De fait, les actes des adversaires du Kremlin n’ont pas semblé plus décisifs. En Biélorussie, allié de Moscou, le groupe anti-régime Cyber Partisans a piraté les systèmes des chemins de fer du pays pour ralentir la marche des troupes russes. Quant au groupe de hackers « Anonymous », il a revendiqué notamment avoir paralysé les sites de plusieurs médias russes, placardant un message sommant de "mettre fin" à l’invasion de l’Ukraine.

Mais là encore, les dégâts sont restés peu visibles ou de courte durée. Et cette relative impuissance soulève des questions qui dépassent le seul cadre de l’Ukraine. « Aujourd’hui, le cyber est plus important en temps de paix que lors d’une guerre conventionnelle », assure Eviatar Matania, pour qui les effets d’une attaque sont généralement circonscrits en « un ou deux jours » maximum.

Une arme cyber qui brouille les cartes entre guerre et paix

« La théorie de l’impotence pose en creux la question de (…) la place du cyber dans l’économie des forces », renchérit Alexis Rapin. "Ayant pour principal avantage leur caractère furtif et clandestin, les cyberopérations perdraient l’essentiel de leur plus-value en situation de guerre ouverte".

Reste ce que l’univers immatériel garde dans l’ombre. Hors conflit ouvert, l’arme cyber brouille les cartes entre la guerre et la paix, entre adversaire et allié. Elle rend complexe l’attribution d’une agression et reste parfois invisible longtemps.

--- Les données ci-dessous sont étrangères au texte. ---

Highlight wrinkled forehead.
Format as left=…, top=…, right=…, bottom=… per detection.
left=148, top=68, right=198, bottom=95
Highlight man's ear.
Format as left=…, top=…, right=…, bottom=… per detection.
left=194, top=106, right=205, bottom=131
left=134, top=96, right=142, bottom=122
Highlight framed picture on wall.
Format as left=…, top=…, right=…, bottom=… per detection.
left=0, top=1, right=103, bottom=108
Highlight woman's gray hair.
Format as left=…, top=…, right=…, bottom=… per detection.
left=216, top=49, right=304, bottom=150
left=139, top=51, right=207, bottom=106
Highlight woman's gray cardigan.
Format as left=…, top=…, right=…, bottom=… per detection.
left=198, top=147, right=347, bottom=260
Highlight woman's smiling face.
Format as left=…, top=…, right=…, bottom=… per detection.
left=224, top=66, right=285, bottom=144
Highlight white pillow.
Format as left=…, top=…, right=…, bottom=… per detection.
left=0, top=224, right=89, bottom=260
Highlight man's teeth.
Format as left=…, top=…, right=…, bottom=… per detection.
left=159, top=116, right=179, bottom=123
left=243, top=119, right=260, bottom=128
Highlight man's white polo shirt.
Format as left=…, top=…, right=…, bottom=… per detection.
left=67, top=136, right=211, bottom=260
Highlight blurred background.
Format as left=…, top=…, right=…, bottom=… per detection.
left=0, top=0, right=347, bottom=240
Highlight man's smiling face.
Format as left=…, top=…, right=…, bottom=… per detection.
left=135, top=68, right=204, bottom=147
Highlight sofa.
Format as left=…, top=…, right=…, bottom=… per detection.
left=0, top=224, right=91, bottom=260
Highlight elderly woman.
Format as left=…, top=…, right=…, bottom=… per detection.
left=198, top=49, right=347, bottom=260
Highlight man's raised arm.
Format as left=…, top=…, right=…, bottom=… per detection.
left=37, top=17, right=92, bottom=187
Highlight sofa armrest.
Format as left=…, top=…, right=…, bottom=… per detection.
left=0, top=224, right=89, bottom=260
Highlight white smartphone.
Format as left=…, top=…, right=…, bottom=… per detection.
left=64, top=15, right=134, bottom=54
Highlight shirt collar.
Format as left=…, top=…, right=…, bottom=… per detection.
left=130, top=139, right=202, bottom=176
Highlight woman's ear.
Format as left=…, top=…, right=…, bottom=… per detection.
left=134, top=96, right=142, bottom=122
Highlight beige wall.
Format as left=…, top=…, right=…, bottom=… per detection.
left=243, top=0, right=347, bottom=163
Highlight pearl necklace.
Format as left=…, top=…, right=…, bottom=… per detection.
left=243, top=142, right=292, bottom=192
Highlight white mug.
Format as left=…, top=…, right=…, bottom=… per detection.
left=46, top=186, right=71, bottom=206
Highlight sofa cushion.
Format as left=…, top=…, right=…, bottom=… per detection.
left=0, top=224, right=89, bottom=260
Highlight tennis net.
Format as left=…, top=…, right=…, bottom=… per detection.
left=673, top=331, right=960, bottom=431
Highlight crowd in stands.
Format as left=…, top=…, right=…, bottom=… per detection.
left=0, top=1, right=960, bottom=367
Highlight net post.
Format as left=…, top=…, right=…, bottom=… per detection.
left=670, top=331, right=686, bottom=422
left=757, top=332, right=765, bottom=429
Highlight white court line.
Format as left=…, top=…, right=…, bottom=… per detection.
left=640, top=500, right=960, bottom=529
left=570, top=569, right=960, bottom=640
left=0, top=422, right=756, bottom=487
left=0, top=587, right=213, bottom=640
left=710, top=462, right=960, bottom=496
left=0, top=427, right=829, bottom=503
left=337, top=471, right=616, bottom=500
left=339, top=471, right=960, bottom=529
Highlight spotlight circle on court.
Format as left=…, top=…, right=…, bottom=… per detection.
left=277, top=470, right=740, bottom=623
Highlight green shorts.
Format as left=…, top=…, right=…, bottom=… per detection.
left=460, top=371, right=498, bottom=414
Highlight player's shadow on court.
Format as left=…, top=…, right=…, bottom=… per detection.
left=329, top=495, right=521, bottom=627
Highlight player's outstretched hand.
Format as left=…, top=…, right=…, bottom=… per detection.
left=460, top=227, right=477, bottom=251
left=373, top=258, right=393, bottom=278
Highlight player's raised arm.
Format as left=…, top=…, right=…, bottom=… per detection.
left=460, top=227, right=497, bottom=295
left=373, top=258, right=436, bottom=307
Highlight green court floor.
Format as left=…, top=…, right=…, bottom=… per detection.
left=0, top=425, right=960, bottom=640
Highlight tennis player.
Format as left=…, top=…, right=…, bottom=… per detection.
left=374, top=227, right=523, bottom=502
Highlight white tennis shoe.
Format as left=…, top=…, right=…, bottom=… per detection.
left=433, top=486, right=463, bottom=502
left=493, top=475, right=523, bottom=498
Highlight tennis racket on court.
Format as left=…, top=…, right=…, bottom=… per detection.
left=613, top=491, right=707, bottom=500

Même le virus Stuxnet, qui avait frappé le programme nucléaire iranien en 2010, l’une des opérations les plus sophistiquées de l’histoire attribuée aux Etats-Unis et ses alliés - Israël en tête –, n’a été identifié qu’au bout de près de deux ans.

La prudence est donc exigée. Les pays occidentaux ne peuvent que se réjouir que la contagion cyber de la guerre en Ukraine soit restée limitée. Mais « il ne faudrait pas sous-estimer le danger d’une escalade, surtout si les opérations militaires russes sur le terrain tournent mal et que le Kremlin s’estime pris au piège », avertit Arnault Barichella.

En juin, l’agence de renseignement américaine NSA avait confirmé des cyberopérations en faveur de l’Ukraine. Mais mesurer leurs effets relève de la gageure tant elles s’intègrent dans un tout que constitue la guerre hybride, matérielle comme immatérielle.

Les cyberopérations « sont étroitement intégrées dans l’ensemble des capacités militaires américaines », assure à l’AFP Colin Clarke, directeur de recherche au Soufan Center à New York. Souvent, « elles font même partie de la préparation du renseignement sur le terrain ».